The car in question is made by Nissan's luxury subsidiary Infiniti, which in spite of being largely unknown in the UK and the rest of Europe has decided to challenge the world's largest luxury car company, BMW.
"We benchmark ourselves against BMW," explains Infiniti's UK sales director, Tony Lewis, as he guns for growth.
"By 2016, we want a 10% of share of the global luxury car segment."
That could prove very difficult, though as part of the challenge the company's M35h petrol-electric hybrid cuts to the chase.
Out on the open road, the large saloon performs like a supercar; one that recently "sped into the record books as the world's quickest hybrid vehicle", as verified by Guinness World Records, according to AOL's green autoblog.
"It does nought to 60mph in 5.5 seconds," observes Infiniti's Mr Lewis, "whilst at the same time delivering 44 miles to the gallon."
That is clearly an exaggeration; the car will not do both at the same time.
Rather, it is a matter of choosing between careful, fuel efficient driving in eco mode, or pedal to the metal to deliver performance that rivals supercars from the likes of Porsche or Aston Martin.
It is this emphasis on combining rapid acceleration and impressive fuel economy that makes the M35h a worthy rival to models sold by BMW, Mr Lewis insists.
"So there is little wonder," he reasons, "that the hybrid is already attracting the attention of senior managers and those in the boardroom."
New products and new engines
Interest there may be, but as yet it has done little to bolster sales.
Last year, no more than 300 Infiniti models were sold in the UK, whilst across Europe as a whole the total was just 6,500 cars.
This could soon change, however, at least if Mr Lewis's ambitions are realised.
By 2016, Infiniti will be selling a whopping 20,000 cars per year in the UK, with the European sales figure rising to 100,000, he insists confidently, pointing to how the marque is already gaining recognition thanks to its sponsorship of Red Bull Formula 1.
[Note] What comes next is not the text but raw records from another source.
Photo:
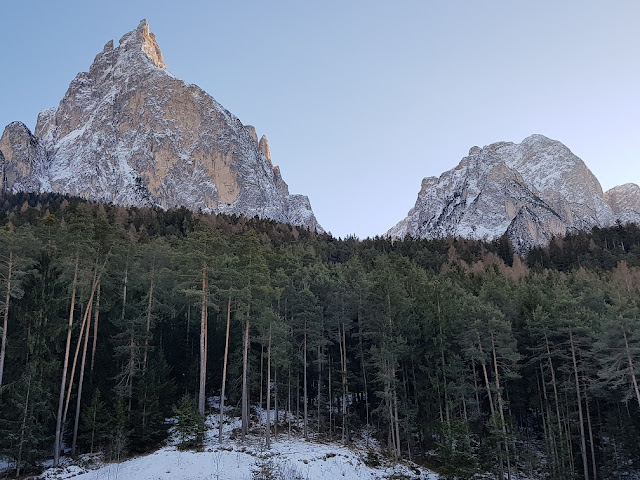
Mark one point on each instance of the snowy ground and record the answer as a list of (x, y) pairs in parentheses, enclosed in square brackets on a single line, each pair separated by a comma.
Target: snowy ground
[(290, 458)]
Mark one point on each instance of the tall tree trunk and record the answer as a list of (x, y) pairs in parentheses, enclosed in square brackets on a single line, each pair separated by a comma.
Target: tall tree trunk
[(554, 383), (95, 330), (396, 419), (23, 427), (84, 330), (486, 377), (319, 384), (148, 329), (245, 391), (203, 342), (80, 381), (5, 322), (501, 407), (634, 380), (58, 439), (591, 446), (491, 406), (364, 370), (268, 430), (306, 399), (224, 370), (344, 396), (583, 442)]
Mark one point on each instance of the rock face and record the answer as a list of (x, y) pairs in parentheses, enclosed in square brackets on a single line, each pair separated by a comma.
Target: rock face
[(625, 202), (130, 132), (530, 191)]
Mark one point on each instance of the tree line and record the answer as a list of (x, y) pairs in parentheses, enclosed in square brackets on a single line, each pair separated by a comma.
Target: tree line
[(457, 354)]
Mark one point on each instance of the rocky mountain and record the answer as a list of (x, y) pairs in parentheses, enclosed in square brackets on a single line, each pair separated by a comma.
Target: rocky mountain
[(129, 132), (530, 191)]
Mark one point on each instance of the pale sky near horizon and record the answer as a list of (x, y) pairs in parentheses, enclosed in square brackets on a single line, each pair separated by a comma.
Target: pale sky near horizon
[(362, 99)]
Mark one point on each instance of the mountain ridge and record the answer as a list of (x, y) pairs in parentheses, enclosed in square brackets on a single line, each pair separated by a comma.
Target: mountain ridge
[(530, 191), (130, 132)]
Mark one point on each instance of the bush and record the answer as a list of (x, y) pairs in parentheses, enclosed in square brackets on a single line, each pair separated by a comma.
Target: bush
[(190, 425)]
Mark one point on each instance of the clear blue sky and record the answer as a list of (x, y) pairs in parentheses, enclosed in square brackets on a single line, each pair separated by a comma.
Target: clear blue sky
[(362, 99)]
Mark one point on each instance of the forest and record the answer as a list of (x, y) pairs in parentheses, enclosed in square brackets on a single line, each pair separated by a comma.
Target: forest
[(456, 354)]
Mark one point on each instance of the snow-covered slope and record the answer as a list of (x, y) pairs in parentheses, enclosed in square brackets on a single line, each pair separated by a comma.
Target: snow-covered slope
[(290, 458), (129, 132), (530, 191)]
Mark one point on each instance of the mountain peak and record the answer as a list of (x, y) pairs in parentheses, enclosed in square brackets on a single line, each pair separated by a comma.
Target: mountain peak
[(142, 38), (529, 191), (131, 133)]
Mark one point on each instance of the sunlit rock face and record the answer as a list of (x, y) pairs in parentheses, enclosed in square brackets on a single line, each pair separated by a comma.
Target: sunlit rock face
[(530, 191), (130, 132), (625, 202)]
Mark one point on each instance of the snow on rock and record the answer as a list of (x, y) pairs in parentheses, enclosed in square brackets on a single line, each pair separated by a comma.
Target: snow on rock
[(625, 202), (129, 132), (530, 191), (290, 458)]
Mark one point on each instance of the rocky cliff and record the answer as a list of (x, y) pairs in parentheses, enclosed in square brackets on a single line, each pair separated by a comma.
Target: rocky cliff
[(530, 191), (129, 132)]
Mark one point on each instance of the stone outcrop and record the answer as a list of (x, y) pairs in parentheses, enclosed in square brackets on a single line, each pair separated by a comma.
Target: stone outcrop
[(530, 191), (129, 132), (625, 202)]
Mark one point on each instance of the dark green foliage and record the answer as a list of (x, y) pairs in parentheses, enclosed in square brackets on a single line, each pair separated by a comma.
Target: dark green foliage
[(189, 426), (450, 346)]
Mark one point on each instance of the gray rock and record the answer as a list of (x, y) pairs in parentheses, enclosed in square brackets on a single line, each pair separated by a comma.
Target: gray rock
[(530, 191), (130, 132)]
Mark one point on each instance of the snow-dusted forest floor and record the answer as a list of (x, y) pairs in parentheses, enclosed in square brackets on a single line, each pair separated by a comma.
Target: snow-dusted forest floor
[(290, 458)]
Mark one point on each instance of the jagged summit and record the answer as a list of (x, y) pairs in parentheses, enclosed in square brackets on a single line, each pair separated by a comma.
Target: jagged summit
[(129, 132), (530, 191)]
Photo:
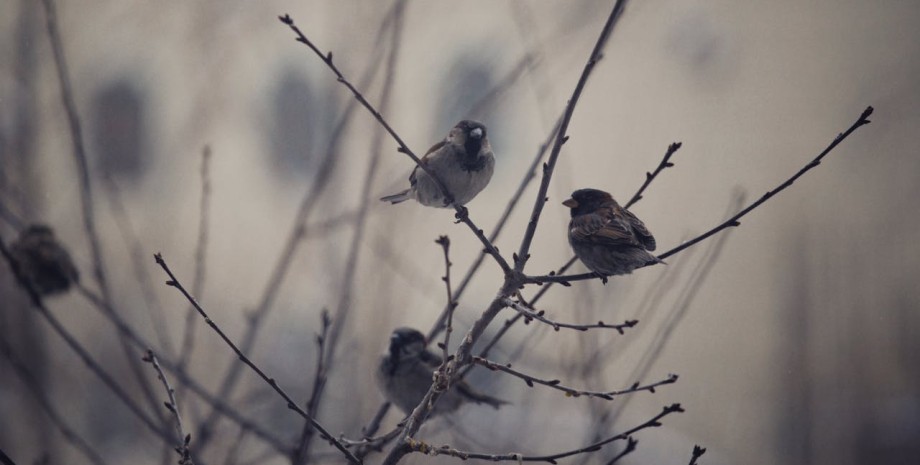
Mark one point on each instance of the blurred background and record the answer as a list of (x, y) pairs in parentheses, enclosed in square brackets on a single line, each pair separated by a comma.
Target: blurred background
[(796, 336)]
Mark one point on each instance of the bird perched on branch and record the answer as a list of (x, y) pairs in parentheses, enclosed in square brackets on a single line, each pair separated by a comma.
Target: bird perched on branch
[(405, 375), (464, 163), (606, 237), (42, 261)]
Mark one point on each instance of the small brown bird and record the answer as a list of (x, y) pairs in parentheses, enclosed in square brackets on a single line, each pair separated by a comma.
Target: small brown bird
[(606, 237), (43, 261), (463, 161), (405, 375)]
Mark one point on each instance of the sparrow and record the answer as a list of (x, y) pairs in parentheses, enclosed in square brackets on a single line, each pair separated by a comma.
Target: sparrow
[(463, 161), (405, 375), (42, 261), (606, 237)]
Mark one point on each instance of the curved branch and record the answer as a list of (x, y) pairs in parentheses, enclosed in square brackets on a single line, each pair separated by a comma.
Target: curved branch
[(734, 220)]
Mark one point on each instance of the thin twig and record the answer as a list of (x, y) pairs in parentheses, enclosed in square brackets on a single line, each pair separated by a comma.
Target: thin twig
[(301, 453), (271, 382), (571, 392), (734, 221), (371, 429), (298, 232), (523, 253), (649, 177), (139, 264), (444, 242), (220, 407), (374, 443), (201, 248), (79, 151), (529, 176), (697, 453), (531, 314), (185, 456), (86, 191), (34, 386), (631, 444), (78, 348), (351, 264), (462, 213), (654, 422)]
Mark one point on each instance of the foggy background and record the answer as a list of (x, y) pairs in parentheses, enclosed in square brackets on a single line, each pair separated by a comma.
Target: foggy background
[(801, 345)]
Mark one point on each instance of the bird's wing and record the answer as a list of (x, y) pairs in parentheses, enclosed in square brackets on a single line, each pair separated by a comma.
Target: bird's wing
[(602, 228), (424, 160), (638, 227)]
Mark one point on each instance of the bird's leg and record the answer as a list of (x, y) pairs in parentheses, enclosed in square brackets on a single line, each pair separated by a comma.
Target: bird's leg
[(462, 213), (602, 276)]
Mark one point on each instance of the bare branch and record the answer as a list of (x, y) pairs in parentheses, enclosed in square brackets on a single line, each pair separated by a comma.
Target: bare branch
[(462, 213), (78, 348), (185, 456), (734, 220), (523, 253), (654, 422), (649, 177), (532, 314), (301, 453), (220, 407), (444, 242), (571, 392), (631, 444), (271, 382), (34, 386), (204, 209), (697, 453)]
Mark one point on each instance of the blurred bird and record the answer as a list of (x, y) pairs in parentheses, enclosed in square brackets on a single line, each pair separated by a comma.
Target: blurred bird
[(463, 162), (43, 261), (606, 237), (405, 375)]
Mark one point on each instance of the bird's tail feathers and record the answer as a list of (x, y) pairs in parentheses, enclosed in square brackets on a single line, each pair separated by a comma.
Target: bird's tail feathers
[(397, 197)]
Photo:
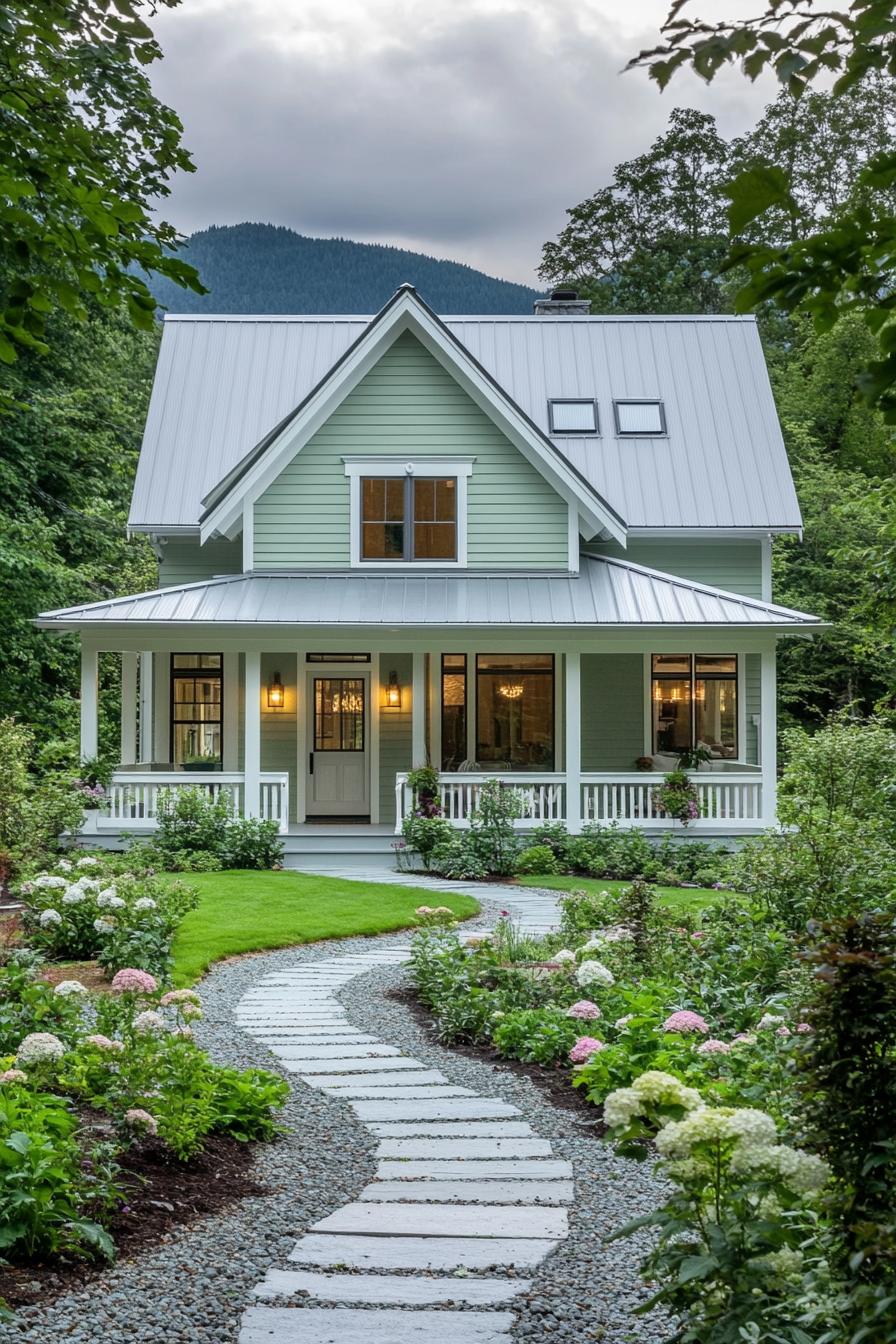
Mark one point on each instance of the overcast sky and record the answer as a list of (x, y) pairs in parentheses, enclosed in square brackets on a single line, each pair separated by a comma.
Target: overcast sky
[(461, 128)]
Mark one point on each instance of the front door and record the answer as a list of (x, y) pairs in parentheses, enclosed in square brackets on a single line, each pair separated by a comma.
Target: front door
[(337, 764)]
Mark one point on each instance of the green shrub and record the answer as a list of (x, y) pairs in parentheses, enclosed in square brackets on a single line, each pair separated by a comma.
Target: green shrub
[(250, 843), (535, 1035), (538, 858)]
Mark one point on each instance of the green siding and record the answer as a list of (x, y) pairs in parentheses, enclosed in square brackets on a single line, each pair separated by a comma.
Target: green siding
[(735, 566), (752, 664), (409, 405), (188, 562), (611, 710), (395, 738)]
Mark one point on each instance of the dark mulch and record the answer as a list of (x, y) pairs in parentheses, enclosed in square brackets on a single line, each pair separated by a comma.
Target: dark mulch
[(163, 1194), (552, 1081)]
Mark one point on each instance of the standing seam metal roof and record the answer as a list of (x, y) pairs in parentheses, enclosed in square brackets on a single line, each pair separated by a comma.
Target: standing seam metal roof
[(222, 385), (606, 593)]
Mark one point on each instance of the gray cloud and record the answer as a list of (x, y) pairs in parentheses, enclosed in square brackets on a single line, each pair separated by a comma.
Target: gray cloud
[(464, 131)]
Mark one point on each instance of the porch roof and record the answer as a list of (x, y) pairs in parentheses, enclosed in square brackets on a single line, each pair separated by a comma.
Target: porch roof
[(607, 593)]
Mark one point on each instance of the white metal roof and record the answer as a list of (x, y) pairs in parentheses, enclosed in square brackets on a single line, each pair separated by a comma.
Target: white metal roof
[(607, 593), (223, 383)]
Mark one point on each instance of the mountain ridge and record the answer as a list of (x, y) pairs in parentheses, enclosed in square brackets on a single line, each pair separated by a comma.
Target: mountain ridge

However, the sort of massive sales growth envisaged by Infiniti could only be achieved if it was based on something tangible, so the question is: What will the company do to woo picky executive customers in such numbers?
"We've got new products to support us," says Mr Lewis, pointing to plans to launch smaller, and thus cheaper, models going forward.
"In addition, we've got new engines to drive our existing products, so our average fuel consumption and CO2 emission levels are going down."
Company car buyers
Both would be vital ingredients of any recipe for success in Europe - not least because Infiniti's initial cars with powerful and thirsty V6 and V8 petrol engines did little to attract executive car buyers when they were launched in Europe two years ago.
Since then, however, Infiniti has introduced a 3l diesel as well as the M35 petrol-electric hybrid.
Consequently, company car buyers, or fleet buyers, now make up four in 10 of its customers.
That should rise to 50% by 2016, fuelled by the introduction in three years' time of Infiniti models with four-cylinder Mercedes engines, as agreed by the heads of the two marque's parent companies, Daimler and Nissan, at the Frankfurt motor show in September.
But Infiniti's main secret weapon should be its dedicated dealer network, which is currently being rolled out across Europe at the rate of one every three weeks between now and 2016.
By then, Infiniti should have 230 dealerships in Europe, each marketing eight different models, some of them supplied with a variety of engine options.
The right products and enough dealerships are obviously vital if Infiniti is to make money from car sales in Europe, but it may not be enough in a market that many carmakers deem desperately shaky.
"We opened our first dealership two weeks after Lehman," observes Mr Lewis, reflecting on how the subsequent crisis in the car industry made life tough for Infiniti.
The question now is whether the unfolding economic crisis in Europe will yet again interrupt the carmaker's bold expansion plan.